Figure 3: USS Shark (Submarine # 8) in the Dewey Dry Dock, Olongapo Naval Station, Philippines, circa 1910. The gunboat Elcano also is in the dry dock, in the right background. Courtesy of Donald M. McPherson, 1978. U.S. Naval Historical Center Photograph. Click on photograph for larger image.
Figure 4: Lieutenant Commander A. G. Winterhalter was the first commanding officer of the USS Elcano, Gunboat No. 38. Winterhalter would eventually be promoted to the rank of Four Star Admiral on 9 July 1915. On that day, he also was appointed Commander-in-Chief, US Asiatic Fleet (CINCAF). Courtesy Library of Congress, photo ggbain 21511. Click on photograph for larger image.
Figure 5: US Navy photograph of USS Elcano (PG-38), date unknown. Click on photograph for larger image.
Elcano was a 620-ton iron gunboat built in 1895 by the Carraca Arsenal at Cadiz, Spain. Spain sent her to the Philippines and she was captured by the United States during the Battle of Manila Bay on 1 May 1898. Elcano was officially turned over to the US Navy on 9 November 1898 and was outfitted at the Cavite Naval Yard, Philippines, for use as a gunboat. The ship was officially commissioned into the US Navy on 20 November 1902 as USS Elcano (Gunboat No. 38), Lieutenant Commander A.G. Winterhalter in command. Elcano was approximately 165 feet long and 26 feet wide, had a top speed of 11 knots, and had a crew of 103 officers and men. The gunboat was armed with four 4-inch guns and four 6-pounders.
Elcano left Manila on 26 December 1902 with two other ex-Spanish gunboats, Villalobos and Pompey, and arrived in Shanghai in February 1903. These three small ships officially inaugurated the US Yangtze River Patrol and their assignment was to protect American lives and property in China, as well as promote friendly relations with the Chinese. Although many small American gunboats had been sent to China in the past, this was the first time an official unit within the US Navy was created to specifically patrol the Yangtze River. Elcano remained on station in Shanghai until 20 October 1907, when she was sent back to Cavite and decommissioned on 1 November 1907.

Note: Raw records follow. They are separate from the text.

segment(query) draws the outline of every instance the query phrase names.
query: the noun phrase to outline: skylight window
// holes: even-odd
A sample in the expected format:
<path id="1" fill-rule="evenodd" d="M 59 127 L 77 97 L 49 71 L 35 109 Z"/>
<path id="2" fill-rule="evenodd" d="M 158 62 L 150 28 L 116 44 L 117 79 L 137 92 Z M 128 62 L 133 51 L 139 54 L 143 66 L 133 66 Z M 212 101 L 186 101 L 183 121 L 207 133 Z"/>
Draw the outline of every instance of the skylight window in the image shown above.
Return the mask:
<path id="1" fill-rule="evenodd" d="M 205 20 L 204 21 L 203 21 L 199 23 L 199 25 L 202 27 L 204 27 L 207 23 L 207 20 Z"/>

Elcano was re-commissioned on 5 December 1910 and sent back to China in March 1911. She was based at Amoy until the start of World War I. The small gunboat was recalled to Manila in April 1917 and was assigned to patrol the waters off Mariveles and Corregidor until the war ended in November 1918. Elcano returned to Shanghai on 3 February 1920 and once again became a part of the Yangtze Patrol. On 17 July, the ship was reclassified PG-38.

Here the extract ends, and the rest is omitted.